It’s all about standards

This has possibly been my favorite week to date in the teaching program. We’ve been learning about how to use the standards, the end goals, when planning our teaching. It’s overwhelming to read all of these standards–I took a whole morning just reading through the English Language Arts standards for K-3–but working with these concrete goals makes what I’m doing feel real and tangible. More so because we’re not just reading them, we’re breaking them down to their simplest building blocks and comparing them to things like Bloom’s Taxonomy and talking through them and just really digging into them. At least a few of them.

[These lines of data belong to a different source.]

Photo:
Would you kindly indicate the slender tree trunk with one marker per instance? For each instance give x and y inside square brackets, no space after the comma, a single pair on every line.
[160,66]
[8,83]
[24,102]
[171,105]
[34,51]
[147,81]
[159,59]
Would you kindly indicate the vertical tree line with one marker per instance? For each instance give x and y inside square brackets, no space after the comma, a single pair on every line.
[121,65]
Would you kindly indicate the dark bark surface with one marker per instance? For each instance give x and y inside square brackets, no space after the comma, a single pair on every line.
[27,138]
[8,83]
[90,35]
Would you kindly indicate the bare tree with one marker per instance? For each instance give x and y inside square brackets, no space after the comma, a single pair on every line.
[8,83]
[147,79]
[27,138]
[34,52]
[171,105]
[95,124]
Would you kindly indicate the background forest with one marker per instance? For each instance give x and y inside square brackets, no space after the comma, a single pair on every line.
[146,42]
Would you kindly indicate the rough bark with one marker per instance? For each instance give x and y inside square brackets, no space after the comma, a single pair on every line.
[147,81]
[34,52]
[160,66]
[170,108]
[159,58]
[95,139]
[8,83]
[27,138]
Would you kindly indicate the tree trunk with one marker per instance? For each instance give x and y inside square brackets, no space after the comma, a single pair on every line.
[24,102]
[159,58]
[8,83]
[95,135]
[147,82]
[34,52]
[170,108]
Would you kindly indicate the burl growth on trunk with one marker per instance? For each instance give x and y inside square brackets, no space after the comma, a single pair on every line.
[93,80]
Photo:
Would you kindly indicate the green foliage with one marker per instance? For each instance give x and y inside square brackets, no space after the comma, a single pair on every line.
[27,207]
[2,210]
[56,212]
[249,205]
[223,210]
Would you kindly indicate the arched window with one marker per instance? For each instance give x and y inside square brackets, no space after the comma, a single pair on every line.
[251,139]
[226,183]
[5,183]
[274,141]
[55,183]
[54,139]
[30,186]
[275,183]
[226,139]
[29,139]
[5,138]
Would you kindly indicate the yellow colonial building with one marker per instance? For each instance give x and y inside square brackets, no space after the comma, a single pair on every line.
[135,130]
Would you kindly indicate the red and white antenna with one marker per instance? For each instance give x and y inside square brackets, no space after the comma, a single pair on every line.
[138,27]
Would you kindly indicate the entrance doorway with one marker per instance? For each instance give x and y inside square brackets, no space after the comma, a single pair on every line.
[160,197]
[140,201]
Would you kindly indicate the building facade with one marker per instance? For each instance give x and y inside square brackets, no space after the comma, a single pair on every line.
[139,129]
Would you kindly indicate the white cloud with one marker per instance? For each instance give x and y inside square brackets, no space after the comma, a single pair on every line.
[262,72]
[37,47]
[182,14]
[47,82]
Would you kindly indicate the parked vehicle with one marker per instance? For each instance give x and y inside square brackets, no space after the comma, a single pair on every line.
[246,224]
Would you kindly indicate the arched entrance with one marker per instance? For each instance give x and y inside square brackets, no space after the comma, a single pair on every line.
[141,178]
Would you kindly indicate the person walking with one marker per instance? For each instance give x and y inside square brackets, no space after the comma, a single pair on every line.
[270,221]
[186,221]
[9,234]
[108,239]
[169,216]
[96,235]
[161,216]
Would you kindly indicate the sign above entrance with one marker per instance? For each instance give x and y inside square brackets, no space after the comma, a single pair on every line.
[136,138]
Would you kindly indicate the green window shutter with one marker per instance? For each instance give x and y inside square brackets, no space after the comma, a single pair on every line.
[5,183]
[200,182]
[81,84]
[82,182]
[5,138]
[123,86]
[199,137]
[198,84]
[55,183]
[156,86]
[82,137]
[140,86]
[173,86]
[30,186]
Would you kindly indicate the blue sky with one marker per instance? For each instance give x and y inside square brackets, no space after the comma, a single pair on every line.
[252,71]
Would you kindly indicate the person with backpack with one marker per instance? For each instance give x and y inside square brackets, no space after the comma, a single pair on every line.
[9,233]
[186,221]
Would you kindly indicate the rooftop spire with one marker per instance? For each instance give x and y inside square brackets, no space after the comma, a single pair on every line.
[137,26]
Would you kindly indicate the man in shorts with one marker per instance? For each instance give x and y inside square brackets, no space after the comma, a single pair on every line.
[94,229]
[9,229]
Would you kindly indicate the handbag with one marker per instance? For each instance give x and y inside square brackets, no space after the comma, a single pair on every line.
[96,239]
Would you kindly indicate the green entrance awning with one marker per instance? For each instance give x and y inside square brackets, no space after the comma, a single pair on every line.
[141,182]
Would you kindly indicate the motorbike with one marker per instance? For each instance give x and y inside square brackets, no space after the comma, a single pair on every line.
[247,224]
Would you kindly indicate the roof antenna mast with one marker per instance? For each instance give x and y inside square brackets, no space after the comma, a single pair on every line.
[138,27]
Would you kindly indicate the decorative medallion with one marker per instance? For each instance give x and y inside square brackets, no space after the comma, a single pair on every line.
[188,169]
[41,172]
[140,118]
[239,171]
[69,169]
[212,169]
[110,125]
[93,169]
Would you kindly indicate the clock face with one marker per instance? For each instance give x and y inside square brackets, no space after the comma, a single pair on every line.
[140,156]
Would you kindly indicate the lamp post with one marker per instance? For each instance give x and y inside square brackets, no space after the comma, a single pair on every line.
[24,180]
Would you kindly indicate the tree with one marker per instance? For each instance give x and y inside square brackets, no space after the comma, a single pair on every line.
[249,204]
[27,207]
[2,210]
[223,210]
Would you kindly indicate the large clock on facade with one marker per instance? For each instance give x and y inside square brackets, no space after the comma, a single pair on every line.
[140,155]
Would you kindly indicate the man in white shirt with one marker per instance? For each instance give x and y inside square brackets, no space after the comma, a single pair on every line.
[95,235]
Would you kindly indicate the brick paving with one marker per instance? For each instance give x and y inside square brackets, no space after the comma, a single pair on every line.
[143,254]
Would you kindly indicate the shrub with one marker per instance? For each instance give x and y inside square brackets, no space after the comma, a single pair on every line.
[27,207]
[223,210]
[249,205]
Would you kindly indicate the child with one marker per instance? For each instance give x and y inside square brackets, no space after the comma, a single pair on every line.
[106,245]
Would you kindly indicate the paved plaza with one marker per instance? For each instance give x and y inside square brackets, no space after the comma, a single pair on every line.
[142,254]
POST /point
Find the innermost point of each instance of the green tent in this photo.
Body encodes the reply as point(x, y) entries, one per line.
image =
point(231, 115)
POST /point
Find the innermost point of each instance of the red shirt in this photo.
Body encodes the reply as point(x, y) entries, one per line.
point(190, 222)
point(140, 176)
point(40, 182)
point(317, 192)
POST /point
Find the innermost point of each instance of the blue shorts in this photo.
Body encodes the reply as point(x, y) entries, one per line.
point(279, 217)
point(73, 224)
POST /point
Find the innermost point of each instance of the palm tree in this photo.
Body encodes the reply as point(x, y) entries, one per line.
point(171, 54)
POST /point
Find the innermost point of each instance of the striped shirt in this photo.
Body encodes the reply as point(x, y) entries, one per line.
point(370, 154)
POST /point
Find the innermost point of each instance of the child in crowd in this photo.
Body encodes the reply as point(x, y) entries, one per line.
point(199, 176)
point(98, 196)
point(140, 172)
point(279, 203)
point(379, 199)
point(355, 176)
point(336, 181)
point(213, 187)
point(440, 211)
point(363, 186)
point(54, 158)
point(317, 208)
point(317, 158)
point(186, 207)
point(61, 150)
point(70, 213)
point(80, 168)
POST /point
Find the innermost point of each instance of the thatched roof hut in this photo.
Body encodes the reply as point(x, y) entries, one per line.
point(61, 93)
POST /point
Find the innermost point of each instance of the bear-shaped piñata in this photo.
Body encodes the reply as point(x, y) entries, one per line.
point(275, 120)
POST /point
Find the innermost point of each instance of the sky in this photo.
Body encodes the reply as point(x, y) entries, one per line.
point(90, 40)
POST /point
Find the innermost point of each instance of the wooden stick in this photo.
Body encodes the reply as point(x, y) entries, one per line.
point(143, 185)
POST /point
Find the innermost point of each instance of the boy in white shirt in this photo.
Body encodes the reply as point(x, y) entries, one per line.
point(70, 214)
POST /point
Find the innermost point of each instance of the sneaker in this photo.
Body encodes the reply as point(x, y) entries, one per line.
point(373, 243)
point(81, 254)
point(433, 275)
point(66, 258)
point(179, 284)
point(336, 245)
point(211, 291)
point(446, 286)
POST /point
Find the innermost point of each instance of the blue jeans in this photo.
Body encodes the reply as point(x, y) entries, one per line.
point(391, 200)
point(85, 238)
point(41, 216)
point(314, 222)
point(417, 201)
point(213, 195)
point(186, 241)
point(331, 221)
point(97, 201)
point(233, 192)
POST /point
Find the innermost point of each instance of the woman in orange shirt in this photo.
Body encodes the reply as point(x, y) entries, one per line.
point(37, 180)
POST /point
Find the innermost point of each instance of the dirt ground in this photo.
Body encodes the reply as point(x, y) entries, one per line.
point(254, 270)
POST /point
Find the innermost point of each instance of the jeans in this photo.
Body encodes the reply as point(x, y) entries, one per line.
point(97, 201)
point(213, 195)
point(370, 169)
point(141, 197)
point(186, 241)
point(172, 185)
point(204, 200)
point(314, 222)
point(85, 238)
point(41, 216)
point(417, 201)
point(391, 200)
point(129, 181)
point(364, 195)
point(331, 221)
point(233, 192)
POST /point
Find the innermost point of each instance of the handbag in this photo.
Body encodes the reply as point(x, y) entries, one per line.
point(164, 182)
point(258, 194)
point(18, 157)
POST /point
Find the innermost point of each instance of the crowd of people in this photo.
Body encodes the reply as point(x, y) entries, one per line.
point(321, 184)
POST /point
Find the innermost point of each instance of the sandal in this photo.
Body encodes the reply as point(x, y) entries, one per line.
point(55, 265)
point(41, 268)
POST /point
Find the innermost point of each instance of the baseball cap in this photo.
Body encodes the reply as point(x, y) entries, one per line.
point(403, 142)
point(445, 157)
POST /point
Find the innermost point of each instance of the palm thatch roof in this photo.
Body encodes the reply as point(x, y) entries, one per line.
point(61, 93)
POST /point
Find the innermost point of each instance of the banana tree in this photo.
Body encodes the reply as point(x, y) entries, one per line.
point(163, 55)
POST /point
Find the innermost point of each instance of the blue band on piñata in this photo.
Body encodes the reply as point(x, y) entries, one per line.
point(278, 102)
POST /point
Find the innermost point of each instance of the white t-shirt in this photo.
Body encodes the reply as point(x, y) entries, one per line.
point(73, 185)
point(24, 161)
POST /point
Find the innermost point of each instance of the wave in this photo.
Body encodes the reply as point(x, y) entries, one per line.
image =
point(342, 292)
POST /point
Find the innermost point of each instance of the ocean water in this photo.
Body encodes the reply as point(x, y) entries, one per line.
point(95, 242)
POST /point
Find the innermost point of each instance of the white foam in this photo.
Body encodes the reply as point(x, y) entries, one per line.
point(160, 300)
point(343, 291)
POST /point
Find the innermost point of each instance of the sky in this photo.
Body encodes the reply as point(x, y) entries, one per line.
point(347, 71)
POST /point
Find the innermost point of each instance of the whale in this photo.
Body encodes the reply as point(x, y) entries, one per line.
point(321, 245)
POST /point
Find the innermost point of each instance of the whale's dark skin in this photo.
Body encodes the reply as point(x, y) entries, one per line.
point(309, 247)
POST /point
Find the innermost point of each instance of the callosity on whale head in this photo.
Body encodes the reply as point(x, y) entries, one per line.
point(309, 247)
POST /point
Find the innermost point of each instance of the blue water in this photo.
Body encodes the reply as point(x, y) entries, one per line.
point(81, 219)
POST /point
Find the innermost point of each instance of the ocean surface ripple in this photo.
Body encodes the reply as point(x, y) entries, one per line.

The backwards mapping was a good introduction to the process. I felt like it was a toe dip into the waters of being a real teacher. I would have liked more guidance because I felt like I was over-thinking and yet not quite getting it. But I do get the gist of starting a big project by knowing where you want to get and going backwards from there.

Unpacking a standard felt familiar to backwards mapping, but maybe with more focus on each individual word of the standard. This word, “produce,” what does it mean??? A lot, actually. Also, the Common Core standards for fifth graders are way more intense that Virginia’s standards for third graders.

Assuming I had understood everything up to that point, by the time I got to writing learning objectives, I was feeling pretty confident in my abilities. It felt like the standard and its accompanying curriculum framework (both written by the Commonwealth of Virginia) laid out exactly what they expected my students to know. I just needed to list it out in ways that would keep me and my students focused on the goal for that lesson, day, or unit, whatever the case may be.

Parts of this process feels a little redundant, when the essential skills borrow language from the standard itself, and when objectives ask for those skills again. Of course, I could be missing something and be headed straight for an insufficient. I do wish we had seen this modeled in class. Perhaps that would have been dull for my colleagues already in classrooms, but I work a lot better when I have an idea of what the end product should look like, and I didn’t with this. I don’t think it would matter that we would all have to go back and do these activities for the wide range of subjects and grade levels, because I am confident I can transmute what I see into what I need. I guess what I’m saying is I don’t trust myself to teach myself, yet it feels like that’s what I’m doing a lot of the time.